Maxwell v. Kurn

Citation180 S.W.2d 249
Decision Date08 May 1944
Docket NumberNo. 20321.,20321.
PartiesMAXWELL v. KURN et al.
CourtCourt of Appeal of Missouri (US)

Appeal from Circuit Court, Jackson County; Marion D. Waltner, Judge.

"Not to be published in State Reports."

Action by Charley E. Maxwell against J. M. Kurn and another, receivers, managers and trustees of the St. Louis San Francisco Railway Company, under the Federal Employers' Liability Act, §§ 1 to 9, 45 U.S.C.A. §§ 51 to 59, to recover for personal injuries sustained by the plaintiff. From a judgment in favor of the plaintiff, the defendants appeal.

Affirmed, and cause certified to the Supreme Court.

Milligan, Kimberly & Deacy, of Kansas City, for appellants.

Clarence C. Chilcott and T. W. Imes, both of Kansas City, for respondent.

BLAND, Judge.

This is an action for damages for personal injuries brought under the Federal Employers' Liability Act, 45 U.S.C.A. §§ 51-59. There was a verdict and judgment in favor of plaintiff in the sum of $4,465.50. Defendants have appealed.

The facts show that plaintiff was injured on October 11, 1934, while employed by defendants in the unloading of coal from cars at a coal chute maintained by defendants in the town of Thayer, in this state. The coal chute was for the purpose of supplying defendants' engines with coal. The coal was unloaded from hopper-bottom cars into a pit located under the rails of a switch track, known as the coal chute switch. The hopper-bottom cars, loaded with coal, were placed over the pit and when the bottoms were opened the coal would fall into it. Thence the coal was conveyed, by an electric automatic conveyor, to the tipple or main part of the chute, from which the engines were coaled.

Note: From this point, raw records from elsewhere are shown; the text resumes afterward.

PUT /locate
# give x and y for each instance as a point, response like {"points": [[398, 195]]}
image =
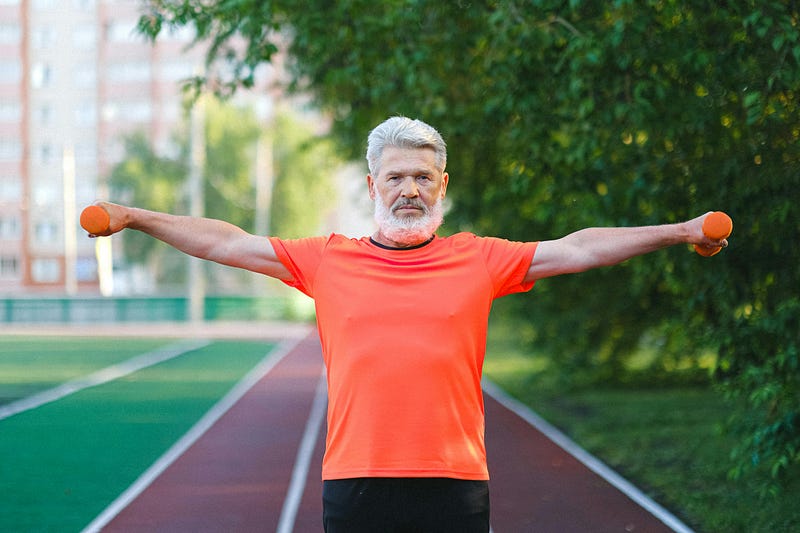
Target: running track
{"points": [[236, 476]]}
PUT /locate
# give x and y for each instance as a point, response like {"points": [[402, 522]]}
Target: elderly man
{"points": [[402, 316]]}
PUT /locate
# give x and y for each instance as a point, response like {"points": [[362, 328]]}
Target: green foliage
{"points": [[561, 115], [147, 180], [303, 165], [301, 190]]}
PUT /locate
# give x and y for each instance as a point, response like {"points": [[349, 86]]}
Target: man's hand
{"points": [[206, 238], [595, 247]]}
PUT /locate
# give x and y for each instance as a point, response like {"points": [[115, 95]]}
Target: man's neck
{"points": [[381, 240]]}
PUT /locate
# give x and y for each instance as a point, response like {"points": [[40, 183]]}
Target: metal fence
{"points": [[140, 309]]}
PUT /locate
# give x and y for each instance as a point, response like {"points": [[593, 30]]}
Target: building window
{"points": [[85, 76], [10, 112], [10, 71], [41, 76], [46, 195], [86, 114], [10, 150], [10, 189], [9, 267], [46, 232], [84, 38], [129, 72], [9, 227], [10, 34], [43, 38], [46, 270]]}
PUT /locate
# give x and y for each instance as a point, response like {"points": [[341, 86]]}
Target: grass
{"points": [[30, 365], [669, 441], [64, 462]]}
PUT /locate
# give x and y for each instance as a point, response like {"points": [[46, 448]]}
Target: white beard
{"points": [[409, 230]]}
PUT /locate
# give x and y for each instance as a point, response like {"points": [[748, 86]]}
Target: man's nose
{"points": [[410, 189]]}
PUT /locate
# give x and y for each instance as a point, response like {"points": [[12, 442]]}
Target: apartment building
{"points": [[75, 77]]}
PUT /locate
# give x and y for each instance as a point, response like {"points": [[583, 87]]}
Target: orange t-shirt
{"points": [[403, 337]]}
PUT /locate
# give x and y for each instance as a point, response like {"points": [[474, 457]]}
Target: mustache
{"points": [[410, 202]]}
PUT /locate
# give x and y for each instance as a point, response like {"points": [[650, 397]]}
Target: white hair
{"points": [[403, 132]]}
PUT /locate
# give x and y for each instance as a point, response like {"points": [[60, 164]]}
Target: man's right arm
{"points": [[214, 240]]}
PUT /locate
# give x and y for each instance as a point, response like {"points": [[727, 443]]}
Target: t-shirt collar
{"points": [[415, 247]]}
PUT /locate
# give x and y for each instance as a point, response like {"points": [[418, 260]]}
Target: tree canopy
{"points": [[572, 113]]}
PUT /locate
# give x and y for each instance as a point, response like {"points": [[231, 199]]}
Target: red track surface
{"points": [[235, 477]]}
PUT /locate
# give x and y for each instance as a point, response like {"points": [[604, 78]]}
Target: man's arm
{"points": [[205, 238], [595, 247]]}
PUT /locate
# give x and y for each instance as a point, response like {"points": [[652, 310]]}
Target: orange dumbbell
{"points": [[717, 225]]}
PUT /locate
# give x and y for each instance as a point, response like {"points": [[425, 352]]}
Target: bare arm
{"points": [[206, 238], [596, 247]]}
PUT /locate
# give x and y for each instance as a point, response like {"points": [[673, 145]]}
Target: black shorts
{"points": [[398, 505]]}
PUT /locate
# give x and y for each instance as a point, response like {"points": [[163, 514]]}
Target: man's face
{"points": [[408, 193]]}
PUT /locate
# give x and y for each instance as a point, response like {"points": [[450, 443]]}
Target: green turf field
{"points": [[63, 462]]}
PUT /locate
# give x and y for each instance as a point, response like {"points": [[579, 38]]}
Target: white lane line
{"points": [[184, 443], [304, 455], [590, 461], [104, 375]]}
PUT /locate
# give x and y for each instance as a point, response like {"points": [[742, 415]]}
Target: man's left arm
{"points": [[596, 247]]}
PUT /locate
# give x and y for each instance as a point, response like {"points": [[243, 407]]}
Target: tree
{"points": [[562, 114], [301, 192]]}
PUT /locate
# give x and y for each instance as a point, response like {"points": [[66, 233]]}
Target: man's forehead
{"points": [[408, 160]]}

Plaintiff reported for work on the morning of his injury. When he reached the coal chute switch, a car, which he had partly unloaded the night before, was standing over the pit. To the north of this car there were two other cars loaded with coal. Plaintiff finished unloading the car which was over the pit. Thereafter plaintiff and one Phillips, a roundhouse foreman of defendants, started to move the empty car from over the pit and to draw the two loaded cars, which were north of the pit, toward the south so that the contents of the loaded cars could be dropped into the pit. To the south of the pit there was located an electric winch or drum for the purpose of moving cars. In operating the winch or drum a rope was attached to the end of the cars to be moved and the other end of the rope was wound around the drum. The electric current was then turned on and as the drum revolved it caused the rope to tighten and to move the car toward the south.

At the time plaintiff was injured he had attached one end of the rope or cable to the north end of the second loaded car and Phillips, who was at the drum, wrapped the south end of the rope around the drum and started to move the two loaded cars and the empty car toward the south. Plaintiff, during this operation, was standing on the east side of the track at a point about three feet north of the north end of the pit. When the first loaded car was about half way over the pit Phillips told plaintiff to "get the brakes". At this time plaintiff was standing east of the rope. When the rope was stretched in the operation of pulling the cars it was waist high. After Phillips told plaintiff to "get the brakes," the rope slackened down to about eighteen inches, and thereafter plaintiff started to board the first loaded car in order to apply the brakes. He stepped over the rope with his left foot, put it on the stirrup and caught the handhold of the car, and as he was drawing his right foot over the rope, the latter came up and tripped him, jerking his hand loose from the handhold and throwing his right foot onto the rail. The wheels of one of the cars passed over plaintiff's right foot and so injured it that it was necessary to amputate the foot and a portion of plaintiff's right leg.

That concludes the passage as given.